Whilst there isn't a current breakdown of mortality by age rate, the overall mortality rate for Victoria is 4%, meaning that there is a high risk to children.
A mortality rate of 4% in Victoria is obviously wrong. The only way to get a number that high is to ignore all the asymptomatic or paucisymptomatic cases. US CDC data shows a mortality rate of only 0.6%, and that's mostly from earlier in the pandemic before vaccines were available.
The Victorian government data you linked is very unclear.
It treats cases in aged care vs. not in aged care as separate sets, but is not clear on whether or not hospitalisation cases come from both sets.
At the top of the page it says "cases in hospital by age" but I can't seem to find any reference to the age of those people in hospital.
What's clear to me, though, is in the age group of 0-29 there's been a total of 1 death in Victoria. It's not a whole lot to go on, but it seems unlikely to me that many in the 0-29 group require hospital treatment.
> The vast majority of currently active cases right now are for the 0-9 age group.
And then you shared data that shows 0-9 age group with less than 30%. Since we apparently agree on how to read the chart, I can only assume the words “vast majority” were not what you meant.
Only 73 Pediatric ICU Beds in North Texas (from the Yahoo! Article)? This article puts a little different perspective on that reality - ‘No Staffed Pediatric ICU Beds Available’ In North Texas Area, DFW Hospital Council Says https://dfw.cbslocal.com/2021/08/12/no-staffed-pediatric-icu...

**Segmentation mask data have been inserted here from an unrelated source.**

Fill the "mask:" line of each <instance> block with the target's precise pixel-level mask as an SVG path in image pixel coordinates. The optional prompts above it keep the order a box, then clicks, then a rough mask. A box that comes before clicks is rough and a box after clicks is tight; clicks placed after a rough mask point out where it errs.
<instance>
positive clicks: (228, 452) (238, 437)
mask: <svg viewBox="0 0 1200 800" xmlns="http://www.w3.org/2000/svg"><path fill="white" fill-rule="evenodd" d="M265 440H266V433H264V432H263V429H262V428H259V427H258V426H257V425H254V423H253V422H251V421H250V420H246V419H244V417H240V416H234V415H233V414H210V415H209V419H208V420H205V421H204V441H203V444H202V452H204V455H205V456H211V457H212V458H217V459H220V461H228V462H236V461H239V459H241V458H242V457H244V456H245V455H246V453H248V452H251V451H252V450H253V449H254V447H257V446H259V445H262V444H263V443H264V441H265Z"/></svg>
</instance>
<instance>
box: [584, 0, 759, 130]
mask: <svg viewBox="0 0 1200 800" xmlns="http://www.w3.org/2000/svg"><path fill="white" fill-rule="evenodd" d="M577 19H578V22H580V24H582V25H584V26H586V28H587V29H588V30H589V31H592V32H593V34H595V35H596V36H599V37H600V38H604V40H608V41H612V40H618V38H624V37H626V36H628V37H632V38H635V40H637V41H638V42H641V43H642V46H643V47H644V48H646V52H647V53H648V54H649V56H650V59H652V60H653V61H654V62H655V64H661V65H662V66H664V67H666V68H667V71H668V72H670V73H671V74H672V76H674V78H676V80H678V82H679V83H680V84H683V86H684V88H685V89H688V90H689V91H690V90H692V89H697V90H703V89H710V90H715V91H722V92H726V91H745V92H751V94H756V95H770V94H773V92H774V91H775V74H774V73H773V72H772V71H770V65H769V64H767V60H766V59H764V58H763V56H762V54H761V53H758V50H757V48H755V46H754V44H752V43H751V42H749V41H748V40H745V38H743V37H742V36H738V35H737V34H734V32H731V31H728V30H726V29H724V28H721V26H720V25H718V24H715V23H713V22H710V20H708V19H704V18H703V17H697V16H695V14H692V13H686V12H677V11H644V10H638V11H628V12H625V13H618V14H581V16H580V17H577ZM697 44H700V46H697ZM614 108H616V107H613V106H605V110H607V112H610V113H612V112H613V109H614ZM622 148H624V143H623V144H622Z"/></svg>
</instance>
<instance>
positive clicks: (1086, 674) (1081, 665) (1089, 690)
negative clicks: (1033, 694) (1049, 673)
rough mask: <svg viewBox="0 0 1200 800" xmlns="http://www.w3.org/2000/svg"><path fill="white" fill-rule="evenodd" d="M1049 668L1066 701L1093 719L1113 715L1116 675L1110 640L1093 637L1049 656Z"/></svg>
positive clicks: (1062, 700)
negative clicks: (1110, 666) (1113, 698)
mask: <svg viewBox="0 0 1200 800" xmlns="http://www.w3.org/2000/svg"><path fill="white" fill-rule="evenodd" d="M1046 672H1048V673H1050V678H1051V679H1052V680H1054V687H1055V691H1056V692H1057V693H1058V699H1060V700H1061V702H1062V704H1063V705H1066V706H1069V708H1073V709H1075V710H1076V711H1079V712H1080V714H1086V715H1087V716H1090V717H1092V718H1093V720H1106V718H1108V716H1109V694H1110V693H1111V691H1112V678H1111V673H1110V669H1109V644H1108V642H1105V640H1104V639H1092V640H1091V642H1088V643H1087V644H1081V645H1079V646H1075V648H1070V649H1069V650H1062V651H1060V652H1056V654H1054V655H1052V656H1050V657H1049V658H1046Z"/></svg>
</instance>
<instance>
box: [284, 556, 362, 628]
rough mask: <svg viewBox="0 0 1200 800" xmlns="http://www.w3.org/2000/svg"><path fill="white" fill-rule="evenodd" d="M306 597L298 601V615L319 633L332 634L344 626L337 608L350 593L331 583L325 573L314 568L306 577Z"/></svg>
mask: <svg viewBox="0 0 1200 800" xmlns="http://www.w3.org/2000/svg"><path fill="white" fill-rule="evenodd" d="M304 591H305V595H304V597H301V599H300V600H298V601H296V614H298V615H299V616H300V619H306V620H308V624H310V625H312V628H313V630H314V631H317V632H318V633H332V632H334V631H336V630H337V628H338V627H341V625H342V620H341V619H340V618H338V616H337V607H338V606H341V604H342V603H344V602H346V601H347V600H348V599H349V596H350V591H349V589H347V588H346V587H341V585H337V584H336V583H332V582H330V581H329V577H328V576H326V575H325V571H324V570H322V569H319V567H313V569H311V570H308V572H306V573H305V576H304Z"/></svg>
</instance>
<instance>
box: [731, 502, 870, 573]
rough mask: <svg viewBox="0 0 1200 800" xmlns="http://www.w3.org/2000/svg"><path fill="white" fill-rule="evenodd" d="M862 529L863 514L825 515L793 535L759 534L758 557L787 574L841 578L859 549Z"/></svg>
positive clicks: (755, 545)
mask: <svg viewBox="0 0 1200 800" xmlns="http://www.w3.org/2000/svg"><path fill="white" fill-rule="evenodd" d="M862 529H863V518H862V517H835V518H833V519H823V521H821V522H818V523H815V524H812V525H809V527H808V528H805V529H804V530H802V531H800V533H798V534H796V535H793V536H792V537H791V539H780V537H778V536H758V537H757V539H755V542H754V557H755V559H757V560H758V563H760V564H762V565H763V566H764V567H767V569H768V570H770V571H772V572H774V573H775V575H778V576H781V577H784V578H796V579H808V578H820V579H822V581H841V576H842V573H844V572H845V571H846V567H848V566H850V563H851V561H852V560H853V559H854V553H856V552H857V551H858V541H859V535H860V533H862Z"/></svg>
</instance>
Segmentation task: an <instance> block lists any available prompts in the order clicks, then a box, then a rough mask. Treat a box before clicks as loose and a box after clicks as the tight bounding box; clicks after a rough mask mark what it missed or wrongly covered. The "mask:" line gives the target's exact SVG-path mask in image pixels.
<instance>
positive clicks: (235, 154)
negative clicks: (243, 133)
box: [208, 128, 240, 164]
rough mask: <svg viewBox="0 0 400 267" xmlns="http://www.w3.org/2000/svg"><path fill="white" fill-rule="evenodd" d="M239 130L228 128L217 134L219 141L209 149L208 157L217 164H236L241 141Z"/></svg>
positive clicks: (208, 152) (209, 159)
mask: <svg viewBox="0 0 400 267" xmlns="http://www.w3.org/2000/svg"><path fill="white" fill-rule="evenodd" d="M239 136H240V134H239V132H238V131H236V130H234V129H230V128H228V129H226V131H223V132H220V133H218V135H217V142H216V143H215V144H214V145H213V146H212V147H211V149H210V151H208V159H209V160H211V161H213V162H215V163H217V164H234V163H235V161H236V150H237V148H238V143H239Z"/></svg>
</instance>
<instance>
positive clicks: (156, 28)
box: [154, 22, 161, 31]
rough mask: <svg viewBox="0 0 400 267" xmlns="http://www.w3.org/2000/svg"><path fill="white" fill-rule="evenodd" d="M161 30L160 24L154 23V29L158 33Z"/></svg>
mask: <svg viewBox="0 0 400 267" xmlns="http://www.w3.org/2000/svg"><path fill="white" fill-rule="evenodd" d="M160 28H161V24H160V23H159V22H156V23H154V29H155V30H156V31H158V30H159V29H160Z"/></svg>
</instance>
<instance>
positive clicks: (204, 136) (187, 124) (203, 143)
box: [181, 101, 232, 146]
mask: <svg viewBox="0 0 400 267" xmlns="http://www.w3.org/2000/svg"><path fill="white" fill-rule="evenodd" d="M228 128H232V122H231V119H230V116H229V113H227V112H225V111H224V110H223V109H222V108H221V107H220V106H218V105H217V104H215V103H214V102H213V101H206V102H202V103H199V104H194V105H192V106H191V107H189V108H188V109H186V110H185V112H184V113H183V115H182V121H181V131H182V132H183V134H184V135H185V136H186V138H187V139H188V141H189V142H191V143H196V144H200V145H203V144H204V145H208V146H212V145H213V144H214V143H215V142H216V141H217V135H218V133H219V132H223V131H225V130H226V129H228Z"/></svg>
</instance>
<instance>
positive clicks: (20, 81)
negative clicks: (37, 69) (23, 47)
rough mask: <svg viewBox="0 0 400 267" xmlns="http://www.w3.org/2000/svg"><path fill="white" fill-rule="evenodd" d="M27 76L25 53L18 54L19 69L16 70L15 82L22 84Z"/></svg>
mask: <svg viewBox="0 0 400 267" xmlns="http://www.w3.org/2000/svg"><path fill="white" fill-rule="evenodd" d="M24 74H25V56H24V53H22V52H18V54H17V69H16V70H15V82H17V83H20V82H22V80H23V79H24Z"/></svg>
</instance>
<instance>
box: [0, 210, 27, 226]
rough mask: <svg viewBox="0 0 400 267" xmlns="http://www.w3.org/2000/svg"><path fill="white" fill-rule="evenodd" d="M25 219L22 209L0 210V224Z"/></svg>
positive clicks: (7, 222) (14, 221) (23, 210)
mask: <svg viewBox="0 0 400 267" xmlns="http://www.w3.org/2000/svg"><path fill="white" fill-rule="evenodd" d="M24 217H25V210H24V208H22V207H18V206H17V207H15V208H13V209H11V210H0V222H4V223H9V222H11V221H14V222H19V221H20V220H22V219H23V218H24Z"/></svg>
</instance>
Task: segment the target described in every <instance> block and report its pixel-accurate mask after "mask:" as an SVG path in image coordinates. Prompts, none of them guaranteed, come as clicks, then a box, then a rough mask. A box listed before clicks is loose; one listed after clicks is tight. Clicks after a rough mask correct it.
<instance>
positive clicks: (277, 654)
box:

There are risks to all of us when we let millions of children act as a breeding and mutation substrate for the virus. I would think that would be blinding obvious to anyone with even a basic grasp of biology.
It’s also completely unknown what the long term effects of the virus are.
Edit: Disappointed but not surprised by the amount of anti-science on this site. I feel like a lot of people have let politics destroy their ability to think critically to the point of near suicidal ignorance. Sad.
The other user was suggesting lifting restrictions would be equal to "fuck the kids". Clearly that is not the case.
As for the risk of new mutations: if we were truly worried about that then perhaps the priority should be vaccinating the populations of poorer countries instead?
> As for the risk of new mutations: if we were truly worried about that then perhaps the priority should be vaccinating the populations of poorer countries instead?
Vaccinate everyone, there’s no shortage of vaccine. Remember when Bill Gates fought to stop the manufacture of vaccine in other countries? People like him are the enemy to a fully vaccinated population.
Given global vaccination rates, it will have abundant and plentiful opportunities for breeding and mutation forever. There is no vaccinating the entire globe for coronavirus. Certainly not in our lifetimes. And not given the declining effectiveness of the vaccines.
I agree that the whole globe will not be vaccinated and that will continue to be a problem. That doesn’t negate what I said though, unvaccinated children are a huge part of that problem.
> And not given the low effectiveness of the vaccines.
I have no idea what this means. It sounds like you’re under false impressions. The vaccines are quite effective.
I meant “declining.” Revised simultaneous with your comment. If the vaccine immunity does not persist and requires boosters, we will never reach global here immunity. The parent article is on point.